Candidates whose visa applications have been rejected sometimes write us desperate emails. Although they have submitted all documents on time and mastered the interview, they receive the sad message: the visa application has been rejected. The most common reason we get to read is that the embassy is not sure that the candidate will return to his or her home country after the stay. For many applicants, however, it is very difficult to prove their willingness to return.
An extreme case was a young applicant from Morocco whose family also lived in Morocco and who even had a place at the local university. She wanted to do a short stay abroad of 6 months. Something that seems quite normal for US or European students. Yet the embassy rejected her application on the grounds that they saw no evidence that the young woman would return to Morocco after being in Germany.
It is sad and we are aware that it sounds very harsh. But the reality is that people from countries with unstable political conditions or that are not leading forces economically can only get a visa if they have sufficient financial means. This is apparently considered sufficient proof by the embassy that the person will return to their country of origin.
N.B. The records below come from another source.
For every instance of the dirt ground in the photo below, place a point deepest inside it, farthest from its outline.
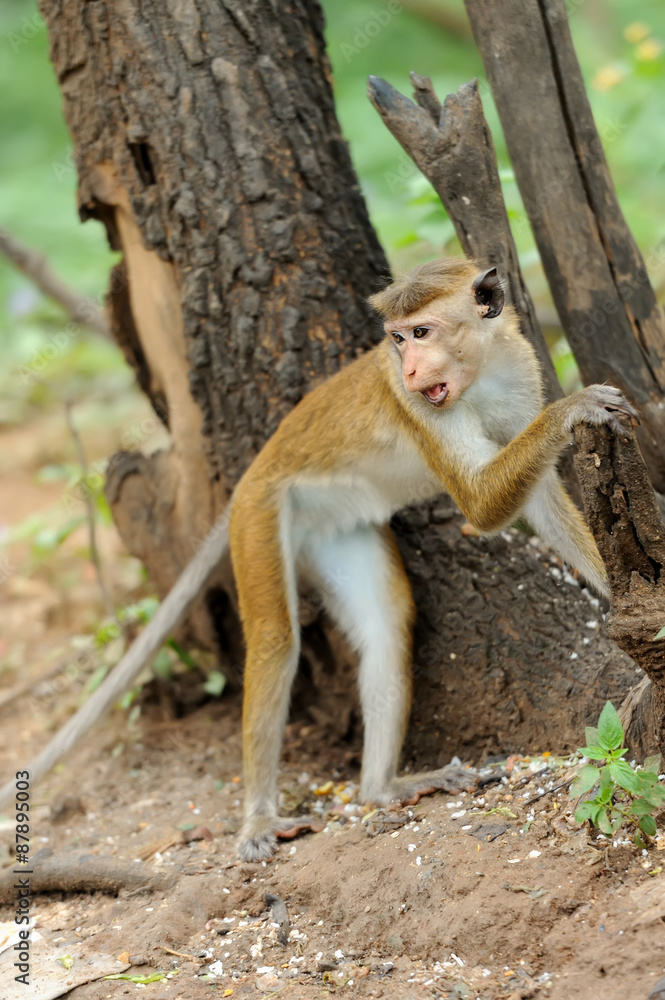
(493, 894)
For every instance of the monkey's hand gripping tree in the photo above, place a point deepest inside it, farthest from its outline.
(207, 144)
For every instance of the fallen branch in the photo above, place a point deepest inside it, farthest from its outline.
(168, 616)
(83, 873)
(624, 515)
(35, 265)
(90, 510)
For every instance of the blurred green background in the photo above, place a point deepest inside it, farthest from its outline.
(620, 45)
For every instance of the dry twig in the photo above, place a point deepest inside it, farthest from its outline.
(35, 265)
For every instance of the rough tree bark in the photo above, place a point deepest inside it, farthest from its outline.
(207, 143)
(598, 279)
(624, 515)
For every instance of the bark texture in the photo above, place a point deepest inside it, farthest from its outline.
(624, 515)
(596, 273)
(206, 141)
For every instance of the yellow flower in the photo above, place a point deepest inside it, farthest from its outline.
(636, 32)
(607, 77)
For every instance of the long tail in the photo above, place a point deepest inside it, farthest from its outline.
(170, 613)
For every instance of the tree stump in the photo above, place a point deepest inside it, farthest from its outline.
(624, 515)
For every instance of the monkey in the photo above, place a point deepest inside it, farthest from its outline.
(450, 401)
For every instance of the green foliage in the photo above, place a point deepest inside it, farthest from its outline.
(624, 795)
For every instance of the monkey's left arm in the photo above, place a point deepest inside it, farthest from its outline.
(493, 494)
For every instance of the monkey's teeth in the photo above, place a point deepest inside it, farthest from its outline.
(436, 393)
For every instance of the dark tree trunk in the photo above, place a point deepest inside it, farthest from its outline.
(599, 283)
(207, 143)
(624, 515)
(452, 145)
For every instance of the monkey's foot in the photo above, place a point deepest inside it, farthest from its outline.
(259, 836)
(451, 778)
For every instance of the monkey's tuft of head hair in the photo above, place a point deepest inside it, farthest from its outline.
(418, 287)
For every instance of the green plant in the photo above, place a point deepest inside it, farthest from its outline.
(625, 795)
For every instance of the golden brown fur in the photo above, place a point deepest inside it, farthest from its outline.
(449, 401)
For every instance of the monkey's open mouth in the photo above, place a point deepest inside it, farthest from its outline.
(436, 394)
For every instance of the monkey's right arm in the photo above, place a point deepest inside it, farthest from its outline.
(492, 495)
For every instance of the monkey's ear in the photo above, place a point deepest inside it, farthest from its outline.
(489, 293)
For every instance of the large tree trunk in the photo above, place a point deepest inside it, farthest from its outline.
(207, 143)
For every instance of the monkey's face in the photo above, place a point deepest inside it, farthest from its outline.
(444, 346)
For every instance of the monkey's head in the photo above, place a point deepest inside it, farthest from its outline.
(442, 318)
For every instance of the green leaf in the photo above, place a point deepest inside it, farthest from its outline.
(652, 765)
(605, 824)
(50, 539)
(162, 664)
(610, 730)
(593, 752)
(640, 807)
(654, 794)
(154, 977)
(648, 826)
(215, 683)
(591, 736)
(625, 777)
(97, 678)
(585, 780)
(585, 811)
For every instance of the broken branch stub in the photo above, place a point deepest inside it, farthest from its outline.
(452, 146)
(624, 516)
(595, 271)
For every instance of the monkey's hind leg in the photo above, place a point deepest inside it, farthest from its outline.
(367, 592)
(264, 569)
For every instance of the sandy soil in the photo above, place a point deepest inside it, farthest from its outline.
(495, 894)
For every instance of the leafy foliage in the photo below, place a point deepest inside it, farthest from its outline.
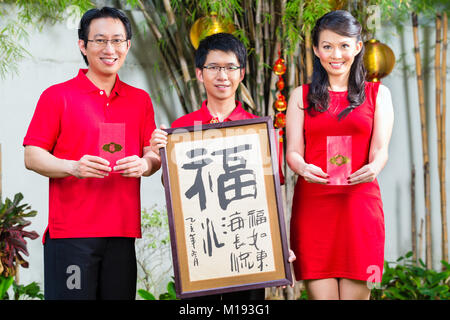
(153, 252)
(12, 234)
(407, 280)
(169, 295)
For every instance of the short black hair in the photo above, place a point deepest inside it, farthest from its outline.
(223, 42)
(105, 12)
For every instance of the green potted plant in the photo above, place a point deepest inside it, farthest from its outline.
(12, 239)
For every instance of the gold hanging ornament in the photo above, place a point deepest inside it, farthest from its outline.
(379, 60)
(207, 26)
(280, 105)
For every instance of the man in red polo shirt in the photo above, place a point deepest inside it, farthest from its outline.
(220, 62)
(90, 135)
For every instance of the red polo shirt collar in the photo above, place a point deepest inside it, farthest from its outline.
(237, 114)
(86, 85)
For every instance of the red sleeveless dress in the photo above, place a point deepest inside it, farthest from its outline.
(338, 231)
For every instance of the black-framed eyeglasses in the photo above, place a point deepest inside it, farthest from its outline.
(216, 69)
(114, 42)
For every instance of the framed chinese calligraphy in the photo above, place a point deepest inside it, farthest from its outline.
(226, 217)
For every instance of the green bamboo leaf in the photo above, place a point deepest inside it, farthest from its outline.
(146, 295)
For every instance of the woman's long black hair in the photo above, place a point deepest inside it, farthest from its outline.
(344, 24)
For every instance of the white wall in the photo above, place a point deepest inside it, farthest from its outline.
(56, 58)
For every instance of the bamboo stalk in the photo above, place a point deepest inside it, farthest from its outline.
(442, 158)
(183, 63)
(419, 253)
(424, 132)
(413, 214)
(1, 199)
(309, 56)
(259, 55)
(158, 37)
(437, 75)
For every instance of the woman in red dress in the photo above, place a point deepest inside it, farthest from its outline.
(338, 132)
Of course, one may ask how realistic it is for a young person who has just finished school or is studying to have a well-filled bank account. From our experience, this is not true for German, French or Austrian young people either. Nevertheless, it seems to be an essential criterion for applicants from "complicated" countries.
Another very important point is the letter of motivation and the interview. At no time should the applicant announce that she wants to stay in the destination country. In fact, many countries rely on the entry of foreign caregivers, but if these people want to do an au pair year first to learn the language and look for an apprenticeship or a voluntary activity locally, this seems undesirable.
We repeat: None of this is officially on any embassy website. But our experience teaches us that candidates must have three things to have a chance of getting a visa:
- a well-filled bank account
- good language skills
- a convincing letter of motivation that does not indicate that the applicant wishes to stay
Unfortunately, there is no guarantee for a visa approval. Therefore, host families and au pairs should inform themselves about the requirements for host families and requirements for au pairs (age, language skills, documents) on the embassy's website early on and stick to it.
We wish all host families and au pair candidates good luck! No matter where you come from, you can recognise a good au pair by their character, not by their passport!
By the way: If the visa just won't work out, there is an alternative: the online au pair programme. Although it does not replace a stay abroad, it does enable an intercultural exchange.